11 de mar. de 2015

Um, dois e já – Inés Bortagaray






Estava me preparando para uma viagem curta e de última hora quando me perguntei o que levaria pra me distrair durante a viagem. Então resolvi que leria Um, dois e já, primeiro livro da uruguaia Inés Bortagaray  lançado no Brasil, e qual a minha surpresa ao, já dentro do ônibus, me deparar com uma outra viagem...
Uma família composta por pai, mãe e seus quatro filhos, estão de férias a caminho da praia. Quem narra essa história em trânsito, é a filha do meio, que tem cerca de 10 anos de idade. Sem se nomear, e entre jogos e brigas pra ver quem finalmente se sentará à janela (trocam de lugar a cada 200 km), entre cochilos e sonhos, e digressões de todas as ordens, é ela quem nos guiará por sua vida, a de sua família e é por seus comentários, em sua visão infantil, que também começaremos a nos localizar no tempo e espaço da obra.

"A mudança de lugar é trabalhosa. Piso no meu irmão, que protesta, deslizando rapidamente para o canto. Minha irmã mais velha abre as pernas comprimidas e sua coxa esquerda rouba um pouco do meu espaço. Não cedo e abro as pernas também. Engulo uma reclamação enquanto meu joelho pressiona o dela..."

 Em momento algum a autora cita lugar e tempo, mas é através das observações e reflexões pueris da narradora, que teme um "acidente" com o pai, que ouve pequenas trechos de notícias pelo rádio do carro, que passamos a ter ideia de que toda a história se dá num dos mais tristes momentos da história do Uruguai, ou seja, à época da ditadura, entre o final da década de 70 e o início da década de 80..

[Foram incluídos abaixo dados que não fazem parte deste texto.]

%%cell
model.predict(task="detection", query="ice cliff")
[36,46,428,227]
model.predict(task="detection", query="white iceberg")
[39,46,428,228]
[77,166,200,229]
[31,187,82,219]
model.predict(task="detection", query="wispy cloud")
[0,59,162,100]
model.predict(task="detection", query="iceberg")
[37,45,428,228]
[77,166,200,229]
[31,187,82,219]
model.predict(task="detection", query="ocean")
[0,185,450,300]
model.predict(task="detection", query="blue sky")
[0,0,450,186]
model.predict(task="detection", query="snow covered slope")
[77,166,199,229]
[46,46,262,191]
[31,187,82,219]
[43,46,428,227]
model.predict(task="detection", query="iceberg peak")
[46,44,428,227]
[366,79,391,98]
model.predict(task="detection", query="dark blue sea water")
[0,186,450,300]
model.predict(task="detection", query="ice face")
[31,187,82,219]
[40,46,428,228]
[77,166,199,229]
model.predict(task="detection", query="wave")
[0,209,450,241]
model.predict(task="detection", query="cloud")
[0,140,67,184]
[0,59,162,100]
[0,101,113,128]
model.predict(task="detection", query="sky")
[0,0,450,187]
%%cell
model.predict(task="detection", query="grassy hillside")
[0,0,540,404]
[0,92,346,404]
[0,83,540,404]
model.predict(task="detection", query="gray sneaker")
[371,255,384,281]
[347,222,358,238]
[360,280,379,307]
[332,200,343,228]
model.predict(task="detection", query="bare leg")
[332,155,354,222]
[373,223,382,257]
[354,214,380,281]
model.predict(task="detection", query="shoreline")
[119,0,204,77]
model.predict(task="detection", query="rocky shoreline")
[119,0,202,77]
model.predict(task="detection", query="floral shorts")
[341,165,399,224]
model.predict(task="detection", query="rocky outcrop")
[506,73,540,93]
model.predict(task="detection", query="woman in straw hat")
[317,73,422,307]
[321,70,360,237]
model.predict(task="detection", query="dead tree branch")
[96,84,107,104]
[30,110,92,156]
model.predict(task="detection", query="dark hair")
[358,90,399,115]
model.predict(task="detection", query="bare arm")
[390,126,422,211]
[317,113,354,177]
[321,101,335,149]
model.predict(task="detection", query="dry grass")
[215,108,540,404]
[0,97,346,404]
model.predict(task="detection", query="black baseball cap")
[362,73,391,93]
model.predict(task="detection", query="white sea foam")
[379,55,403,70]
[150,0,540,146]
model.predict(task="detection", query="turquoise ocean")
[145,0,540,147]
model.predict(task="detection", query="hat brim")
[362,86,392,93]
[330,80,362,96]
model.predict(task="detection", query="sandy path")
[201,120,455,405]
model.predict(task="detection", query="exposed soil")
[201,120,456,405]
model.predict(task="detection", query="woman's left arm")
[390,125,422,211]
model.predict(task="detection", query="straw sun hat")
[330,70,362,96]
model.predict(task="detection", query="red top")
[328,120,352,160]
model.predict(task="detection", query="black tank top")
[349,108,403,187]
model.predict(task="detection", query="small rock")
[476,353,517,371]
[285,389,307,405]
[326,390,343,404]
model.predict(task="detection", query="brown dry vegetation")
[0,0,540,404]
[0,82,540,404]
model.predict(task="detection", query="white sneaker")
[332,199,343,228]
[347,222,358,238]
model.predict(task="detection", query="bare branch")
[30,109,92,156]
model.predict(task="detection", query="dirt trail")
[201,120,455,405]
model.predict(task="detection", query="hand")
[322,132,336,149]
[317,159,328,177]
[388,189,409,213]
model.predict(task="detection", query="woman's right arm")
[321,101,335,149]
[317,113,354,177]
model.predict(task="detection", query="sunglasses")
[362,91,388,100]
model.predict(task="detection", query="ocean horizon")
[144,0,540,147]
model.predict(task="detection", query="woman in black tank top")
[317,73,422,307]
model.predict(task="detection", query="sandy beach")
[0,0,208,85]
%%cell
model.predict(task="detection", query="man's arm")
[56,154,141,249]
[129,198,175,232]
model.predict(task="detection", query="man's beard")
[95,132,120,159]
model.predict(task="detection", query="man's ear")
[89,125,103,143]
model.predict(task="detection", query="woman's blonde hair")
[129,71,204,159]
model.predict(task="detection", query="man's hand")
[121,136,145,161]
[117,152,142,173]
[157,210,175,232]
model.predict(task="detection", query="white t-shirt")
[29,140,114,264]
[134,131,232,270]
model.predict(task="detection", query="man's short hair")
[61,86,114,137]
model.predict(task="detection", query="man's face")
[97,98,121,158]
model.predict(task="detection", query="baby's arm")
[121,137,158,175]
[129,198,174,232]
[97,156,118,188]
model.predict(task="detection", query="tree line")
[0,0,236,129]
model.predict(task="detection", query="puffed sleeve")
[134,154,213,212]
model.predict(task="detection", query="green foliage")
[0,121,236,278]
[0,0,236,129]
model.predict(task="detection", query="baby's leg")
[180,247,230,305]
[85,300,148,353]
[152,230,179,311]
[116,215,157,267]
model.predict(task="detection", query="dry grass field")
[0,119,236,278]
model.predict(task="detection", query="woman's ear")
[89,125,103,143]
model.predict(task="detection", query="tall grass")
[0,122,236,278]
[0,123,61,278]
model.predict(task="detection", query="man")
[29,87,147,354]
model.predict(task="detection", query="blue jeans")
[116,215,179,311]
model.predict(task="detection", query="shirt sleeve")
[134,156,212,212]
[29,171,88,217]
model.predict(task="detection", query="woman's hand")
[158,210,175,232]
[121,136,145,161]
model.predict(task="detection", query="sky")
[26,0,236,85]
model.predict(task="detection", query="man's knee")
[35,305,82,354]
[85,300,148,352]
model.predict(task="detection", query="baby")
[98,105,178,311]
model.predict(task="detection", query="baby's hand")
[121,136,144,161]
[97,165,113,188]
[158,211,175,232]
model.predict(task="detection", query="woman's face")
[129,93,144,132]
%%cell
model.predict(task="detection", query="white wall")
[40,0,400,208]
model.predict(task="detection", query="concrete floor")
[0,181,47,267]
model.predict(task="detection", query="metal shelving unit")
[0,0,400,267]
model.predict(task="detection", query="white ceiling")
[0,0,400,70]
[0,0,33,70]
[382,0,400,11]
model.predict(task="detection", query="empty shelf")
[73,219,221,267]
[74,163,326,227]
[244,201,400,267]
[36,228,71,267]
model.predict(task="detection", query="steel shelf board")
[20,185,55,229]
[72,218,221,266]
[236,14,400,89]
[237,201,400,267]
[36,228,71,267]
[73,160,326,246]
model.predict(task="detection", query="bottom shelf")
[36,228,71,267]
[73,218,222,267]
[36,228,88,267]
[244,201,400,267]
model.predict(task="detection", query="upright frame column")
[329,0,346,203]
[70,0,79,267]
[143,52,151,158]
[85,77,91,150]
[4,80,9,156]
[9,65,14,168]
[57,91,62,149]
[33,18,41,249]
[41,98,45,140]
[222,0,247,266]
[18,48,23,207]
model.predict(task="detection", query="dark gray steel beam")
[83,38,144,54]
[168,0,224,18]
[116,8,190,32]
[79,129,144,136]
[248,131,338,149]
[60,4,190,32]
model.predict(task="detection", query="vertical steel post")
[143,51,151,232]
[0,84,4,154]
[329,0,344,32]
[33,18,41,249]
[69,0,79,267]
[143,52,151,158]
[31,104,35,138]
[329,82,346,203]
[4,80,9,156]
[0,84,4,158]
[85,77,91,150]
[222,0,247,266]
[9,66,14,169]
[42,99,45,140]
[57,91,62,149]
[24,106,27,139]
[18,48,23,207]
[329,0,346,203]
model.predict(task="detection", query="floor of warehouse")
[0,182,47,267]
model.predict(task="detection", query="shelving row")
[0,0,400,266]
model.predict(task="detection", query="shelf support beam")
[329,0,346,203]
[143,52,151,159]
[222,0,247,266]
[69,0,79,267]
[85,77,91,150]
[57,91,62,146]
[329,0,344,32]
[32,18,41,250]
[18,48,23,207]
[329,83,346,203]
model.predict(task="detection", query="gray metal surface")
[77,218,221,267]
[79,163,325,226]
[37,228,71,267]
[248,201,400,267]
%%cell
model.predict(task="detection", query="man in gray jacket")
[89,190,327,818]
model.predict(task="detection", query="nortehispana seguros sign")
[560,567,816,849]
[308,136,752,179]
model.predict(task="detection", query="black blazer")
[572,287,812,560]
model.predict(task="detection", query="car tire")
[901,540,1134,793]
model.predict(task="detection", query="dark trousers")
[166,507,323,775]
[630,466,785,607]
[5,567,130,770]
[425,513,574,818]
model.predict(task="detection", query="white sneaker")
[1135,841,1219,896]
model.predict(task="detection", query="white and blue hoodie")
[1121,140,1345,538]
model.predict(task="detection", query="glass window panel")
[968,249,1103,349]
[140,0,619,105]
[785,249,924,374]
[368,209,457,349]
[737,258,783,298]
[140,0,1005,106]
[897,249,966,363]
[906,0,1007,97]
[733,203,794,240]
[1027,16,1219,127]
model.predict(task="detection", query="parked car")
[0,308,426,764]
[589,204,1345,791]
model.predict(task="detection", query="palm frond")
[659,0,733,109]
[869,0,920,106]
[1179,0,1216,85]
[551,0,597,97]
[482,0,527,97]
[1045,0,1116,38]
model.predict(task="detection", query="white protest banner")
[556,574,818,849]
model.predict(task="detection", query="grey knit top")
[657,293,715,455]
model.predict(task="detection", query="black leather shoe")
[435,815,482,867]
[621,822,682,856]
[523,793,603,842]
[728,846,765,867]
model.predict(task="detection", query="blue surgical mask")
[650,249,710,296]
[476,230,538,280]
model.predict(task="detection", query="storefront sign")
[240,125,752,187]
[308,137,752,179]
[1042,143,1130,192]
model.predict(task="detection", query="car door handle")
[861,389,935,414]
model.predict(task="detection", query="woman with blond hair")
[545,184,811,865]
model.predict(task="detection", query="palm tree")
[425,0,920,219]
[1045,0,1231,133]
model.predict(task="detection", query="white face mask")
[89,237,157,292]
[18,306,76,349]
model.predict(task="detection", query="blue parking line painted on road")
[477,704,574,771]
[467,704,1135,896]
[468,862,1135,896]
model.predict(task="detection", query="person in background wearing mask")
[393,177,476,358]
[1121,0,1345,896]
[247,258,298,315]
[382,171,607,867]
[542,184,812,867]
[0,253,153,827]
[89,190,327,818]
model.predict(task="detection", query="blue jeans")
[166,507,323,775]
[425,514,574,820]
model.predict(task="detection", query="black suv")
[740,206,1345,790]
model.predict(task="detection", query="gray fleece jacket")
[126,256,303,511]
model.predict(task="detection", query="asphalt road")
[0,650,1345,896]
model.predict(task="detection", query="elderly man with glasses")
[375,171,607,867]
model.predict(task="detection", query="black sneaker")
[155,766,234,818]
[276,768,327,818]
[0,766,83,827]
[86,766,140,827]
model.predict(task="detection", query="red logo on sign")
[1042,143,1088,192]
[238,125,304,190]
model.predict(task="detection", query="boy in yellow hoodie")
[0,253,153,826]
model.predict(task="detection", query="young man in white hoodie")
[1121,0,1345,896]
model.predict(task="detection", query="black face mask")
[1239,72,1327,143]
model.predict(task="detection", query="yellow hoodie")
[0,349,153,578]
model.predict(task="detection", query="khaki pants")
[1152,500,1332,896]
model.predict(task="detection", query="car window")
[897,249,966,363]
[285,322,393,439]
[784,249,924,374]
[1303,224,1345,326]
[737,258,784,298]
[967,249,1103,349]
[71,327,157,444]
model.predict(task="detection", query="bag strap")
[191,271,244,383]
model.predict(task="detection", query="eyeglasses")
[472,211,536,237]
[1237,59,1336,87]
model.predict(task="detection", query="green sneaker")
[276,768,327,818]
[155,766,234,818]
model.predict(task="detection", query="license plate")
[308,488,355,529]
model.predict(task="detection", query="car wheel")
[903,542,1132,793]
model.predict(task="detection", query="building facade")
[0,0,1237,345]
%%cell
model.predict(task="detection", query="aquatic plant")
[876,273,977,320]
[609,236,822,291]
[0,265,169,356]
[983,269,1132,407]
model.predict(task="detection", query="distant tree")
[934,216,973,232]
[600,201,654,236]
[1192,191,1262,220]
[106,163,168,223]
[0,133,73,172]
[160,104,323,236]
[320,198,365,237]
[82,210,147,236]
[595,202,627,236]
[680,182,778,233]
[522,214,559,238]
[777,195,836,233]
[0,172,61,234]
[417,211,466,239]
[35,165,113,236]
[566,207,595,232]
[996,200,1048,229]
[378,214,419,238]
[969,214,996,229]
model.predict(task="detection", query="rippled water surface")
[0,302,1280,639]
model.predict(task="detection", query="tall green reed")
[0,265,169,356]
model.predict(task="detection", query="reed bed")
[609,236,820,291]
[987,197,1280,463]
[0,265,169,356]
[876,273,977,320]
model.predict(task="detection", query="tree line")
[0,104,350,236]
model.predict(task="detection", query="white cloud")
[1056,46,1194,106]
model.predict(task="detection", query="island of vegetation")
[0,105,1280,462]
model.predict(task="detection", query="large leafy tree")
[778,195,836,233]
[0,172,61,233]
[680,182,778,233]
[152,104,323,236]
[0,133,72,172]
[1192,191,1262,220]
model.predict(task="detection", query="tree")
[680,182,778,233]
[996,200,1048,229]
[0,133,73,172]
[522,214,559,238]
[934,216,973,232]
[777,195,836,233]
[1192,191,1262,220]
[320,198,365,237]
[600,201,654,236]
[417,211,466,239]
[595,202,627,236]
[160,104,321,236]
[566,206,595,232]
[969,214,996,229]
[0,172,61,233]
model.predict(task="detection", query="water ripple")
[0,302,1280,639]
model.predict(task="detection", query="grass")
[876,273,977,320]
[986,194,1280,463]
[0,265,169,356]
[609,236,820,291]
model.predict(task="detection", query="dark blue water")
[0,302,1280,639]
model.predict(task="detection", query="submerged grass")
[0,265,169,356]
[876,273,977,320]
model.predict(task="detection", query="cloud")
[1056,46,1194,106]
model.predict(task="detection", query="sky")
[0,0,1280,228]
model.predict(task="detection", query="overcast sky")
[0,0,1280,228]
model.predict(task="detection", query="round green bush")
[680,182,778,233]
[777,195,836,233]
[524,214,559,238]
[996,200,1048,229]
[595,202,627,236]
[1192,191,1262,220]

“O locutor da voz grave me dá dor de barriga. Fico com medo do jeito que ele fala; fala de tarifas. Penso nos tarifas: uma tribo de aborígenes tarifas desce correndo a encosta de um monte parecido com esses das silhuetas escuras da estrada. Os tarifas descem correndo, batendo com a mão na boca e gritando que nem selvagens. Meu irmão atira uma flecha no chefe dos tarifas e acerta na testa dele. Ele cai com os olhos vazios. Eu subo num galho alto de uma árvore do vale e vejo os tarifas avançando como formigas que avançam em multidão. São formigas, de repente. Não me assusto. Tensiono o arco e a flecha dispara e atravessa a garganta de uma tarifa horripilante. É a esposa do chefe. Me vanglorio. Estamos conseguindo nos defender.”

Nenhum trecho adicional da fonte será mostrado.